2 - Il pirata sceglie il software commerciale da “sbloccare”: per farlo, naviga alla ricerca del collegamento usato per avviarlo. Indica quindi una data precedente, anche di un solo giorno, rispetto a quella di scadenza del periodo di prova e applica le modifiche.

 


Approfondimento:

Col crack e senza installazione

Uno dei siti più utilizzati dai pirati informatici è PortableAppz, da cui è possibile scaricare versioni portable di molti software, ma anche programmi commerciali crackati che non necessitano di installazione per funzionare. Questi ultimi sono, in realtà, dei normali archivi compressi autoestraenti (in formato PAF): basta solo indicare la cartella o il drive di destinazione, dopodiché per avviare i programmi si ricorre all’EXE che si trova all’interno della cartella.

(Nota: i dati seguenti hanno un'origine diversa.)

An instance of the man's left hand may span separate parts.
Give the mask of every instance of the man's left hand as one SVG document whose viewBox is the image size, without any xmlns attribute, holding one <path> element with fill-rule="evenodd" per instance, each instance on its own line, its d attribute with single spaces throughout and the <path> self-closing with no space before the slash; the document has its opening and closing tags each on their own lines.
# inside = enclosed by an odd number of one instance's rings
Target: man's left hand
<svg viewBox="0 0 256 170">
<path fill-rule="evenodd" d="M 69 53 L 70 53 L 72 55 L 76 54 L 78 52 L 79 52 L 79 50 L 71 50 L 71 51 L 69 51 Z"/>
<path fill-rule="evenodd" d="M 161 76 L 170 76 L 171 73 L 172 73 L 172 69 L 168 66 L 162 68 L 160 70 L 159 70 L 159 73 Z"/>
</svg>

Per crearli, i pirati usano strumenti come Portable App Creator o VMware ThinApp. Ricorrendo a questi strumenti, sono in grado di registrare tutte le modifiche che avvengono nel sistema durante l’installazione e l’attivazione di un software. L’archivio restituito da WmVare ThinApp, ad esempio, permette di usare il software su qualunque PC senza bisogno di ripetere setup e attivazione. Si tratta di programmi portable a tutti gli effetti che, assieme ai file necessari per l’esecuzione, integrano anche il serial key con il quale sono stati attivati. Oltre ai software commerciali, i pirati usano questo stratagemma per confezionare anche videogame pronti per l’uso.